★83才になっていま、ちょっと考えていることがある。
『よく今まで生きれたな』と思っている。
20歳のころ、肺結核になって、『そんなに長くは生きられないのだから、幾らかでも足跡を残しておこう』と書き始めた日記は今も尚続いていて、お蔭様で振り返るとそれぞれの年に、その日にどんなことをしていたかは解るのである。
性格的に結構いい加減なのだが、自分で言ったこと、やったことには『責任を負うべき』というのは会社勤めの時も徹底していて、自分の意見とかやってきたことはすべて文書や、それを整理したファイルに纏めてある。
これはいま私が持っている、カワサキの二輪事業で私が担当した時の資料を纏めたファイルで、年次ごと、プロジェクトごとに纏められている。
カワサキの二輪事業の中では中枢にいたので、その記録自体が『カワサキの二輪事業』そのモノなのである。
その二輪事業のスタート昭和36年から40年間、ずっと二輪事業と一緒に歩いたので、ある意味『カワサキの二輪事業を創った』とも云えるのである。
『カワサキの歴史の本』などと言われる方もおられるのだが、とても一冊の本に納まるような量とは違うのである。
これらのファイルは、約15年の国内マーケットの第1線に出向から事業本部の企画に復帰した1976年から以降20数年間のものなのである。
こんな風に、年ごとに時系列に月ごとに纏めてあるし、その月の内容は日ごとに纏められていて、その時の資料がそのまま整理されてファイルされているのである。
川重の事業部の中には『社史』編纂のための資料もあるのだろうが、大きな流れの資料としては、これ以上のものはないと思っている。
私だけが持っていても、仕方がないので、そのうちのオモシロそうなのは、そのまま開示するのが一番正直かなと思ったりもしている。

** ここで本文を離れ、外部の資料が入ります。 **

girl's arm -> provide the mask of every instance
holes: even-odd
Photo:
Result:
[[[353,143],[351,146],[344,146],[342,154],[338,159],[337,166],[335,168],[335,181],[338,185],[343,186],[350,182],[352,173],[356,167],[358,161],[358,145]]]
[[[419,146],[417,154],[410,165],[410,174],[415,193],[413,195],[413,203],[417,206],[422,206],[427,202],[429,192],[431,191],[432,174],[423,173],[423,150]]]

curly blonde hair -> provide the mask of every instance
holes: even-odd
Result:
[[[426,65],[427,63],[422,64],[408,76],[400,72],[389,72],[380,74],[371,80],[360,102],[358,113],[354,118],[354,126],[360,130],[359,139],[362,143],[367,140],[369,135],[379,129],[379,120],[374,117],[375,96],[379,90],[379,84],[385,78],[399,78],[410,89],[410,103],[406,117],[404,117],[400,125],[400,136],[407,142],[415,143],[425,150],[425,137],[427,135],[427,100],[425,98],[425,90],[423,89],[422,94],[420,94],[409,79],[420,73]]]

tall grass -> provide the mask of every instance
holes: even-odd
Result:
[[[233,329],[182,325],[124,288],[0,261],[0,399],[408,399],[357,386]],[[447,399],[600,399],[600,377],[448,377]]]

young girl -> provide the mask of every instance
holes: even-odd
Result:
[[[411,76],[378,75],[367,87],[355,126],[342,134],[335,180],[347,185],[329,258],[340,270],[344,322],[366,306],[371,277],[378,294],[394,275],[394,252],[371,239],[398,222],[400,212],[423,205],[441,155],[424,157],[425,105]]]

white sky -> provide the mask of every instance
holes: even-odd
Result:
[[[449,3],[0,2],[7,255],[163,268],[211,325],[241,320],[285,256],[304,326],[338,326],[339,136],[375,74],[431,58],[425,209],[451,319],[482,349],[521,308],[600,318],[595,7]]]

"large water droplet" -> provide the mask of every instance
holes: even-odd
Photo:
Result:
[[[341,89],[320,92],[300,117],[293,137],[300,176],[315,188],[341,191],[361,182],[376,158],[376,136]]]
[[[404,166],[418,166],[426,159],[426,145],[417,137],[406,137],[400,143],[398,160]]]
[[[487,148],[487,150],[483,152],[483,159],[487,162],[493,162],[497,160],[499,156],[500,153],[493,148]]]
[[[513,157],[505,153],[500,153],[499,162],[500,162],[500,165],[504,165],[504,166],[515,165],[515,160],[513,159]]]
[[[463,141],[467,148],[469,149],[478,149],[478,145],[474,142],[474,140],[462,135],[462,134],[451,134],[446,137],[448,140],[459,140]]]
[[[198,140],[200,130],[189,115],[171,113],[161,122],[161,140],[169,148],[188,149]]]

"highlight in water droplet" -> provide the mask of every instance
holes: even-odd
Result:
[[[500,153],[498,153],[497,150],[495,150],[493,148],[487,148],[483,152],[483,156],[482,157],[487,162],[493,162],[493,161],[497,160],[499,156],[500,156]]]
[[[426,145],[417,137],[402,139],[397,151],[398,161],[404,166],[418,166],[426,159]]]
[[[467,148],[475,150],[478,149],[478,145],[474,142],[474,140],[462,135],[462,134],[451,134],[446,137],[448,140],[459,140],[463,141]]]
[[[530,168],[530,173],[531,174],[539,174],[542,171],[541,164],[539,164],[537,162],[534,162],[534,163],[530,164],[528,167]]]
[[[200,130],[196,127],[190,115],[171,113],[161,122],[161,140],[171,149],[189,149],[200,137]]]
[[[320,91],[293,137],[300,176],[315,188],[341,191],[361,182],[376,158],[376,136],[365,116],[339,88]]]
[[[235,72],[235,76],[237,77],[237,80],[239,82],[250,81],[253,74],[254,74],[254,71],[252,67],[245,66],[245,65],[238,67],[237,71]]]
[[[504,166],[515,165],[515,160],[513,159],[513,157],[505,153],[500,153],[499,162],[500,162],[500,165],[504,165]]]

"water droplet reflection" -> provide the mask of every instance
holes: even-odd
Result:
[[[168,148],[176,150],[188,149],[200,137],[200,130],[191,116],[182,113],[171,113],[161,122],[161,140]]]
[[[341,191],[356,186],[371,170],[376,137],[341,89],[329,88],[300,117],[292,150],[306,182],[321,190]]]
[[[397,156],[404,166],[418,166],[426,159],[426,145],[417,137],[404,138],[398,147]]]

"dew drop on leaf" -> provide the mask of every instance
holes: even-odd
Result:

この年当時のカワ販の企画部長から、単車事業部の企画課長に10月に異動したこの年からスタートしているのである。
国内市場の『特約店制度』や『部品発送システム』を約5年間掛かって仕上げて、国内市場も一段落した時期である。
事業本部では、アメリカ市場がオイルショック以降の陰りと、スノーモービル事業の赤字でちょっと大変な時期で、一方明石工場では『小型車市場』への進出が、『生産スタイル』から発想されていた時代で、その構想に本社の吉田専務が乗っておられたそんな危かしい時期だったのである。
このファイルにも『東南アジア』プロジェクトの文字が見えるが、小型車の対策はそんな『生産指向』的な不純な発想ではなくて、マーケットから考えられるべきだと、『市場開発プロジェクト』を私自身が提唱し、1年後には『市場開発プロジェクト室』が高橋鐵郎技術本部長兼務でスタートしたそんな時期なのである。
その時書いた『私の提案書』もそのまま残っている。
これは出来れば、そのままご紹介しようかな、とも思っているのである。
それから約30年経って、いまの事業部の事業の主体は、この開発途上国市場が中心に展開されているのである。